JEAN-MICHEL LE GUENNEC – FRANCE 3 NORD-OUEST
La ligne éditoriale des France 3 Régions, c’est celle de France 3 : Découverte, Patrimoine, Histoire, Société… avec toujours un lien avec le territoire de l’antenne concernée. Le lien peut être géographique, historique, thématique, etc. Le lien n’est pas la localisation de la société de production, si le sujet nous intéresse, la société peut-être de l’extérieur de la région, on est là pour créer des ponts, pas pour ériger des murs.
Si je regarde l’évolution sur les 10 dernières années, les films mettent plus de temps à se faire, et il y a aussi plus de films qui ne voient pas le jour. Soit les producteurs n’ont pas bouclé leur plan de financement, soit la mise en œuvre est beaucoup plus longue qu’avant. Nous en signons autant mais tous ne voient pas le jour.
LAURENCE ANSQUER – TITA PRODUCTIONS – Marseille/Douarnenez - Provence-Alpes-Côte d’Azur / Bretagne
On peut toucher souvent jusqu’à 100 000 personnes avec une multidiffusion France 3 Régions. Nous travaillons avec les France 3 Régions en Bretagne en Paca en Corse.
THIERRY GAUTIER – TGA PRODUCTION – Tours – Centre-Val de Loire
Nous travaillons beaucoup avec France 3 Régions, nous proposons des dossiers en documentaire dans beaucoup de régions. Nous multiplions les pôles, mais le plus souvent c’est avec le pôle Nord Ouest, avec lequel nous produisons un magazine hebdomadaire. La nouveauté avec France 3, avec la création de la case documentaire du lundi soir, c’est qu’on peut penser qu’il n’y aura plus d’arguments pour refuser des œuvres moins faciles.

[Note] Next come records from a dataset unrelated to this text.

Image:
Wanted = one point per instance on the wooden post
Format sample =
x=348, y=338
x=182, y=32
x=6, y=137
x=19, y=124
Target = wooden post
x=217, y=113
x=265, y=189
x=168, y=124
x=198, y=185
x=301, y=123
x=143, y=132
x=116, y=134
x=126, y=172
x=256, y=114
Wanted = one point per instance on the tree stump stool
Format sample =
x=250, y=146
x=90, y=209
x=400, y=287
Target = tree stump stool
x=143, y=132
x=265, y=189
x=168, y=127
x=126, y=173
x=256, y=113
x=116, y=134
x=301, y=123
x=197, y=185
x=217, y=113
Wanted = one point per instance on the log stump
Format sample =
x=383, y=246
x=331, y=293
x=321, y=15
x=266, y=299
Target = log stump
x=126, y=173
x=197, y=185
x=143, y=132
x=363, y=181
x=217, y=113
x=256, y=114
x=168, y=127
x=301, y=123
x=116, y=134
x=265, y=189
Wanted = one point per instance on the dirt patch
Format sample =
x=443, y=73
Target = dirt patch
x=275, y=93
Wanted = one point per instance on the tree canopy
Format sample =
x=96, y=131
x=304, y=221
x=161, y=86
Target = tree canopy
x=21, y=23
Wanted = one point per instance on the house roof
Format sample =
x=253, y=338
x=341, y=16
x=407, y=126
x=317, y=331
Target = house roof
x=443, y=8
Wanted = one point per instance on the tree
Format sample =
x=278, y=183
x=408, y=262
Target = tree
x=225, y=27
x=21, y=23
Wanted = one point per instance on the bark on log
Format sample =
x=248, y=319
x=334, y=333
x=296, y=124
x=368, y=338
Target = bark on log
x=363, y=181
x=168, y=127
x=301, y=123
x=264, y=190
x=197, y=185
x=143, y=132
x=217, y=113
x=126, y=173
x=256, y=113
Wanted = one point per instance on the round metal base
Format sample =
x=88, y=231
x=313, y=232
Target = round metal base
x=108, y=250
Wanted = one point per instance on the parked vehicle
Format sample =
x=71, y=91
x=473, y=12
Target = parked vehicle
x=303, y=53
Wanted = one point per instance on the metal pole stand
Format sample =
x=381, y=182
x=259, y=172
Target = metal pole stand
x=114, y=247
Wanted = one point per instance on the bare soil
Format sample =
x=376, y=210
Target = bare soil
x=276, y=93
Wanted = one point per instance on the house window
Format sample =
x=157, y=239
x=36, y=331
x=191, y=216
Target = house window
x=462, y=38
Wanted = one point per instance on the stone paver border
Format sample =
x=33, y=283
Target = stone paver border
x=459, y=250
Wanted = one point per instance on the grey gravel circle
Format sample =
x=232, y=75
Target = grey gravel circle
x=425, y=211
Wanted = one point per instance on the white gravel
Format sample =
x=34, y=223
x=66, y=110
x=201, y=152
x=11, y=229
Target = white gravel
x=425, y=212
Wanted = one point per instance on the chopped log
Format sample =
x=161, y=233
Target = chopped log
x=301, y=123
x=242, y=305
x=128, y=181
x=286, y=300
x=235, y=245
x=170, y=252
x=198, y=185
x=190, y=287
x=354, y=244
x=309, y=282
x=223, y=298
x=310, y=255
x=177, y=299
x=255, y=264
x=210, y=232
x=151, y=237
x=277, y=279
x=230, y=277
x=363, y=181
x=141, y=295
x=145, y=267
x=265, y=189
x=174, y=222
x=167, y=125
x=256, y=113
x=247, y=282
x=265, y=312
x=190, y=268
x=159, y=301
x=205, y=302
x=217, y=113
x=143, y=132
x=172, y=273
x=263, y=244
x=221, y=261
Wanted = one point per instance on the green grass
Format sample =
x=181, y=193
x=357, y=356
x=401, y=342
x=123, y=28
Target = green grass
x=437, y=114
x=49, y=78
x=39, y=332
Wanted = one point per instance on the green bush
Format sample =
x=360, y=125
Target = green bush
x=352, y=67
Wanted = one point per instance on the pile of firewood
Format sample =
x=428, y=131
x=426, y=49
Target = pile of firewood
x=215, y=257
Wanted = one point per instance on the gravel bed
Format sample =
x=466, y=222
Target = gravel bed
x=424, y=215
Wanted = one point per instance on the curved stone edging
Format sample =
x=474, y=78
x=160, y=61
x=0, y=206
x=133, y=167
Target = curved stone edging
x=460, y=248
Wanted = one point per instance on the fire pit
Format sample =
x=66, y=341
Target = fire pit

MARTINE VIDALENC – MARMITAFILMS – Bordeaux - Aquitaine
Nous travaillons beaucoup avec le Pôle Sud Ouest de France 3 Régions. Les délégués régionaux sont de vrais partenaires de création, des interlocuteurs attentifs et engagés avec qui nous prenons énormément de plaisir à réfléchir des projets. De la même façon que lorsque nous travaillons avec les chaînes locales, c’est avant tout la qualité de la relation humaine avec le diffuseur qui détermine notre envie de co-construire un projet.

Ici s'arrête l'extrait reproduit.